Tetrahydrobiopterin (BH4) deficiency is a rare genetic disorder characterized by a shortage of the BH4 molecule. This condition disrupts the body’s ability to process certain substances, including the amino acid phenylalanine, leading to a range of metabolic and neurological issues. When the body cannot produce or recycle enough of it, development and overall health can be affected.
Biological Role and Causes of Deficiency
Tetrahydrobiopterin functions as a cofactor, a “helper molecule,” for several enzymes. It is required for phenylalanine hydroxylase to process the amino acid phenylalanine and is also involved in producing neurotransmitters like dopamine and serotonin. Without sufficient BH4, phenylalanine can accumulate to harmful levels, while the production of these key neurotransmitters is impaired.
This deficiency is an inherited disorder caused by mutations in genes responsible for synthesizing or regenerating BH4. A mutation in any of the following genes, which provide instructions for making enzymes in BH4 metabolism, can disrupt the process:
- GCH1
- PCBD1
- PTS
- QDPR
The condition is inherited in an autosomal recessive pattern. This means an individual must inherit two copies of the mutated gene, one from each parent. The parents are carriers who have only one copy of the mutation and do not show signs or symptoms of the condition.
Signs and Symptoms
Infants with tetrahydrobiopterin deficiency appear normal at birth, but symptoms develop over time and can range from mild to severe. One of the first indicators is a high level of phenylalanine detected during routine newborn screening. This can sometimes lead to a misdiagnosis of classic Phenylketonuria (PKU), a more common disorder also characterized by high phenylalanine.
The distinguishing symptoms of BH4 deficiency are neurological, arising from a shortage of neurotransmitters like dopamine and serotonin. Unlike in classic PKU, this shortage can lead to progressive developmental problems, poor muscle tone (hypotonia), and movement disorders.
As the condition progresses without treatment, other symptoms may appear.
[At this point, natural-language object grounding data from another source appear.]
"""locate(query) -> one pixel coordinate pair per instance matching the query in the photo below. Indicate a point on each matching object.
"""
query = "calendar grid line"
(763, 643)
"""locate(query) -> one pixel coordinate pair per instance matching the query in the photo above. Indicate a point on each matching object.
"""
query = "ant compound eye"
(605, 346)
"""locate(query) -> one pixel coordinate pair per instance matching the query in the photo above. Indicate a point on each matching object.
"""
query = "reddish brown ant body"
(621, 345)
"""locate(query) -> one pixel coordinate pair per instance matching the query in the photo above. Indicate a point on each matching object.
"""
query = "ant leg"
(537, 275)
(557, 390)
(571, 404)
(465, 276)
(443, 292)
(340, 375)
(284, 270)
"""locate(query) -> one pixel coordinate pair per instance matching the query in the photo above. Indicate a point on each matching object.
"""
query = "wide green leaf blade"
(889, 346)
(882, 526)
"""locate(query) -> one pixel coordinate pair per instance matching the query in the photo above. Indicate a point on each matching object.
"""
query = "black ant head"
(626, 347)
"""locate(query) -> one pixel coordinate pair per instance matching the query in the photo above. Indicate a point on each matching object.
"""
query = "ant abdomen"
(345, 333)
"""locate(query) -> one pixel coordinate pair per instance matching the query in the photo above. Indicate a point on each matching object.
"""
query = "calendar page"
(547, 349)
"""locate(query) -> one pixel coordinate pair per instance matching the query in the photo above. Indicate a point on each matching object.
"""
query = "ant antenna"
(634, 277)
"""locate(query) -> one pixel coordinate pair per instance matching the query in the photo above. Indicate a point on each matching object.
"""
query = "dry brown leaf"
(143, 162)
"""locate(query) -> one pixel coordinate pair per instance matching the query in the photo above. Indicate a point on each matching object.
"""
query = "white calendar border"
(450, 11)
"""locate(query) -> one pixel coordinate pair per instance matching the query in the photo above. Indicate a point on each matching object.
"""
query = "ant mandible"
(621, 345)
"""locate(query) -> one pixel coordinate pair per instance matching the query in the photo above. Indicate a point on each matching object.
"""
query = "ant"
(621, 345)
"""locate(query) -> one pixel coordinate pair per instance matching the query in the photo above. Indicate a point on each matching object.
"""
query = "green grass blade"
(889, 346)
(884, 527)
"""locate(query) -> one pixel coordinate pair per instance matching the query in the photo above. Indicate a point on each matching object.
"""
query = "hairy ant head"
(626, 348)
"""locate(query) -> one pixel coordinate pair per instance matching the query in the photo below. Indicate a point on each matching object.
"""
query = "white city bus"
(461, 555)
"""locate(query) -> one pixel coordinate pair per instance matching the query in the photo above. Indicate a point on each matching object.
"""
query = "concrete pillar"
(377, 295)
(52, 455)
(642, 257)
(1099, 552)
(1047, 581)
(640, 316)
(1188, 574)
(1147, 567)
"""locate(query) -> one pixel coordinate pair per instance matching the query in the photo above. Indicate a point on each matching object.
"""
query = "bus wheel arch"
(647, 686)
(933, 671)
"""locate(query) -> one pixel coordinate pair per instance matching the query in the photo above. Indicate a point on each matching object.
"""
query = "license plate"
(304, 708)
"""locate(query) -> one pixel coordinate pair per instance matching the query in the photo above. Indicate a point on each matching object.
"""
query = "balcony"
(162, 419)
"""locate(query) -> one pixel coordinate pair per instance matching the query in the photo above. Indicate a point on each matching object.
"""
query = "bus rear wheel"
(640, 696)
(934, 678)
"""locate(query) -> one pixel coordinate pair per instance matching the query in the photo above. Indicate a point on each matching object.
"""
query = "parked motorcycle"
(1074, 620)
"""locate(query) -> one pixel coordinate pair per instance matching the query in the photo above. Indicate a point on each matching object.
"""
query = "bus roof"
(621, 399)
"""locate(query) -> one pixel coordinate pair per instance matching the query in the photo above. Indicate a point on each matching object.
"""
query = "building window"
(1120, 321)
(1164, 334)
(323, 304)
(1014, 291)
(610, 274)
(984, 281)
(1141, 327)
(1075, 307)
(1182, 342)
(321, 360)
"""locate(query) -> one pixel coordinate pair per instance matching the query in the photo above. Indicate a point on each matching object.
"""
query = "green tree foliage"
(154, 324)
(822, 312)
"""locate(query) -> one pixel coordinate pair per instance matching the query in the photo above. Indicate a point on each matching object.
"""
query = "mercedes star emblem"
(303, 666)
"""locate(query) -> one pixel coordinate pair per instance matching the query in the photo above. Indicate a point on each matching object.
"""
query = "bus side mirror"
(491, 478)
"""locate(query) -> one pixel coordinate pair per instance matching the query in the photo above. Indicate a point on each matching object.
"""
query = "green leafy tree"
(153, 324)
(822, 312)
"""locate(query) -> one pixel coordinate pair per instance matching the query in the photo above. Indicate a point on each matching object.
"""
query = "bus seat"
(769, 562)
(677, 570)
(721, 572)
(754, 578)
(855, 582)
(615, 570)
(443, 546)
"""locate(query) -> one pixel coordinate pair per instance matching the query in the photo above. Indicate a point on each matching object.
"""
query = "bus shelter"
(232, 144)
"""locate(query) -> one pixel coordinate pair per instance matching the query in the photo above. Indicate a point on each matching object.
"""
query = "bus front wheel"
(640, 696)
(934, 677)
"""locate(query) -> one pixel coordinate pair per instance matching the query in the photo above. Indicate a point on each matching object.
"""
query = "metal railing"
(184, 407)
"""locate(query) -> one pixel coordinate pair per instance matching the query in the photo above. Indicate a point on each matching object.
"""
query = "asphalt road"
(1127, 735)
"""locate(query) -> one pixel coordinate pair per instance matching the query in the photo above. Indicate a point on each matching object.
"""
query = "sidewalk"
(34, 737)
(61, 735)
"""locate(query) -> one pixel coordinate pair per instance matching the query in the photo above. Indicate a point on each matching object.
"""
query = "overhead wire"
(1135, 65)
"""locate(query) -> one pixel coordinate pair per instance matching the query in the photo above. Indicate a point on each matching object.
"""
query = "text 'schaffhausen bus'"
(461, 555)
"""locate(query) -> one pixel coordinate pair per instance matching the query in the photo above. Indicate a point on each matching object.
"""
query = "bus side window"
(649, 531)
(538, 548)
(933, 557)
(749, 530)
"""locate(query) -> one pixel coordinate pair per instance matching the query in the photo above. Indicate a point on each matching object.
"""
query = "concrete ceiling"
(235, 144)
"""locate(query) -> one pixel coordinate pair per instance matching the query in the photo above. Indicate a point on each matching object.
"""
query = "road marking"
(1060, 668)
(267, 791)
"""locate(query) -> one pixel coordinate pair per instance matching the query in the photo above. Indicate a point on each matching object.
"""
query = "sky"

Children may experience seizures, difficulty swallowing, and behavioral problems. An inability to control body temperature is another possible sign. The combination of these issues can lead to significant neurological challenges if not addressed early.
Diagnosis and Screening Process
Diagnosis for BH4 deficiency begins with newborn screening programs that test for high levels of phenylalanine. While this initial test flags a potential issue, it does not distinguish between classic PKU and BH4 deficiency, requiring further investigation.
To reach a definitive diagnosis, specialized follow-up tests are performed. The primary test is the analysis of pterins, molecules related to BH4, in a patient’s urine or blood. The pterin profile can confirm that high phenylalanine is due to a problem with BH4 metabolism rather than a defect in the phenylalanine hydroxylase enzyme, as seen in PKU.
Another diagnostic tool is the BH4 loading test, where a patient is given a dose of BH4 to see if their phenylalanine levels decrease. A significant drop suggests the body’s enzymes are functional but lack the cofactor. Genetic testing can also identify the specific gene mutation, confirming the diagnosis and the type of deficiency.
Treatment Approaches
Treatment for tetrahydrobiopterin deficiency is a lifelong process aimed at managing both high phenylalanine levels and neurotransmitter deficiencies. The primary goal is to start treatment as early as possible to support normal development and minimize neurological issues.
A central component of treatment is BH4 supplementation. Patients are prescribed a synthetic form of BH4, known as sapropterin dihydrochloride. This helps restore the function of the phenylalanine hydroxylase enzyme, lowering phenylalanine levels in the blood. The dosage can range from 2 to 20 mg/kg per day.
Because BH4 supplementation alone does not always fully restore brain neurotransmitter levels, many patients also require replacement therapy with neurotransmitter precursors. These medications, which the body converts into needed neurotransmitters, include L-dopa/carbidopa to address dopamine deficiency and 5-hydroxytryptophan for serotonin deficiency.
In some cases, dietary management is also a part of the treatment plan. Patients may need to follow a diet that restricts their intake of phenylalanine, similar to the diet used for classic PKU. This approach helps prevent the accumulation of this amino acid and protect the brain.